Marvel’s The Punisher is the latest entry into the Netflix world of the Marvel Comics universe. What sets this series apart from the others is that there is no hero’s journey to follow. Frank Castle isn’t a hero and doesn’t want to be. His journey is one of both personal revenge and personal truth and it’s a violent one from start to finish.
Jon Bernthal is brilliant as Frank Castle/The Punisher. From the first episode forward, there is a tragic menace about him in his portrayal of a man tortured by what he knows and who he is. Frank is a tragic character who is trying to find his place in a world that doesn’t want his skill set. Bernthal is able to channel that quiet rage in his performance. There are several scenes of him brooding over one thing or another, but those moments work in giving the character’s actions more thought. Unlike the heroes in the city that he’s come up against or heard about, Frank has no powers. His thinking through a situation is on par with his mortality and his training.
There are several references to the trauma that veterans face when they return from war and the series touches on those moments in scenes featuring one of Frank’s only friends Curtis (Jason R. Moore), who served with Frank and who runs a support group for returning vets. Their dynamic works well with Curtis giving Frank books designed to connect him to the world, but also allowing him the space and solitude he needs to deal with his trauma.
The events that bring Frank back into the world he shunned involve his former unit and their actions during the war, specifically war crimes they might have committed that were sanctioned by their superiors. Unbeknownst to Frank, there are other people interested in the actions of his former unit. Dinah Mandani (Amber Rose Revah) works for Homeland Security and she’s desperate to find out why an asset that she was close to in the field was betrayed and killed. Micro (Ebon Moss-Bachrach) has faked his own death in order to uncover the truth about government corruption and is trying to use Frank to get that information.
Intercut with the plotlines and violence, the one element that isn’t really developed is Frank’s family. Frank’s wife Maria (Kelli Barrett) seems a little too idealized in her scenes. The fact that these are Frank’s memories of her allows for some of the exaggeration, but it also takes away a sense that she was a real person with thoughts, emotions and a personality.
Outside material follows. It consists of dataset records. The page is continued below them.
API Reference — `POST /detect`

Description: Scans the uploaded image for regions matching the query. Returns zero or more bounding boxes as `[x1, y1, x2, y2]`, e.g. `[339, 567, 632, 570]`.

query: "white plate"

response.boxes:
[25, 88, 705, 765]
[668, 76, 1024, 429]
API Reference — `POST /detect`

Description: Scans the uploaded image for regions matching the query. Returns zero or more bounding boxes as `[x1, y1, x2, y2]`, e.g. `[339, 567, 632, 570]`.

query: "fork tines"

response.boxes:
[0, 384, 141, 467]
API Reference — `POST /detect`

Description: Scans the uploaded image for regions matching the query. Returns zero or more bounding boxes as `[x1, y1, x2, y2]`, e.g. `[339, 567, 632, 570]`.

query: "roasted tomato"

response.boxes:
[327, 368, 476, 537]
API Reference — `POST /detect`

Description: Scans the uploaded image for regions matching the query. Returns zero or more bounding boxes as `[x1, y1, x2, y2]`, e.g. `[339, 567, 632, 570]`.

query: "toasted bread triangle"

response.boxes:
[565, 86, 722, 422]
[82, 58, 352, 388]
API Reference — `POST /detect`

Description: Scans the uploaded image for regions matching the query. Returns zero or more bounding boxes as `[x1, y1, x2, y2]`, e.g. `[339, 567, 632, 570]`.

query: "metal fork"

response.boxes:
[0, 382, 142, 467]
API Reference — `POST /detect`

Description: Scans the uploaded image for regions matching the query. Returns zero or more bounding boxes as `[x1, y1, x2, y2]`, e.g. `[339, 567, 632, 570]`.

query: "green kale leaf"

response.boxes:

This is only a minor issue in a show that works overall.
The Punisher is an incredibly violent series. It cannot be understated that the violence that is enacted is visceral and designed to serve the story without glorifying it and it works on many levels. Frank’s reluctance and ultimate embrace of what he’s uniquely skilled at is both tragic and satisfying as well. You want to know that The Punisher is capable of mercilessly destroying his enemies, but this show also lets you feel for Frank Castle in those moments as well. It’s a very thin line that the series walks between not shying away from violence and not glorifying it either and it works. The Punisher is a worthy addition to the Netflix/Marvel shows and worth watching.